A Pragmatic VLA Foundation Model

A Pragmatic VLA Foundation Model
Notice: This research summary and analysis were automatically generated using AI technology. For absolute accuracy, please refer to the [Original Paper Viewer] below or the Original ArXiv Source.

Offering great potential in robotic manipulation, a capable Vision-Language-Action (VLA) foundation model is expected to faithfully generalize across tasks and platforms while ensuring cost efficiency (e.g., data and GPU hours required for adaptation). To this end, we develop LingBot-VLA with around 20,000 hours of real-world data from 9 popular dual-arm robot configurations. Through a systematic assessment on 3 robotic platforms, each completing 100 tasks with 130 post-training episodes per task, our model achieves clear superiority over competitors, showcasing its strong performance and broad generalizability. We have also built an efficient codebase, which delivers a throughput of 261 samples per second with an 8-GPU training setup, representing a 1.5~2.8$\times$ (depending on the relied VLM base model) speedup over existing VLA-oriented codebases. The above features ensure that our model is well-suited for real-world deployment. To advance the field of robot learning, we provide open access to the code, base model, and benchmark data, with a focus on enabling more challenging tasks and promoting sound evaluation standards.


💡 Research Summary

LingBot‑VLA presents a pragmatic, large‑scale Vision‑Language‑Action foundation model designed for real‑world robotic manipulation. The authors first address a critical gap in the VLA literature: the lack of systematic evidence on how performance scales with massive, diverse real‑robot data. To this end, they collected approximately 20,000 hours of tele‑operated manipulation data from nine popular dual‑arm robot platforms (including AgiBot G1, AgileX, Galaxea R1Lite/Pro, Realman RS‑02, Leju KUA VO 4 Pro, Qinglong, ARX Lift2, and Bimanual Franka). Each platform provides multiple RGB‑D viewpoints, high‑dimensional joint states, and parallel grippers, yielding a dataset that is an order of magnitude larger and more varied than those used in prior VLA works.

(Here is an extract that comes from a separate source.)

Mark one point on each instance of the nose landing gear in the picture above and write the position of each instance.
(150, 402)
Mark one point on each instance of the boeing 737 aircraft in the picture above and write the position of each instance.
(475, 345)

Data labeling proceeds in two stages. Human annotators segment raw videos into atomic action clips and prune redundant start/end frames. Then a large multimodal language model (Qwen3‑VL‑235B‑A22B) automatically generates task‑level and sub‑task instructions, which are subsequently refined by humans to ensure linguistic fidelity. This pipeline produces high‑quality paired visual‑language‑action triples suitable for end‑to‑end training.

The model architecture builds on the state‑of‑the‑art vision‑language model Qwen2.5‑VL as a semantic backbone and introduces an “action expert” module. Both components are integrated via a Mixture‑of‑Transformers (MoT) scheme similar to BaGel: visual‑language tokens and action tokens are processed in separate transformer streams but share a unified self‑attention layer, enabling cross‑modal conditioning while preserving modality‑specific representations. Observations at timestep t (Oₜ) consist of three‑view image tokens, the natural‑language instruction, and the robot’s proprioceptive state; the action chunk Aₜ comprises 50 future joint commands. Continuous action generation is trained with Flow Matching, which interpolates between Gaussian noise and the ground‑truth trajectory and minimizes the L2 distance between the model’s predicted velocity field and the analytically derived optimal field. This yields smooth, high‑precision trajectories.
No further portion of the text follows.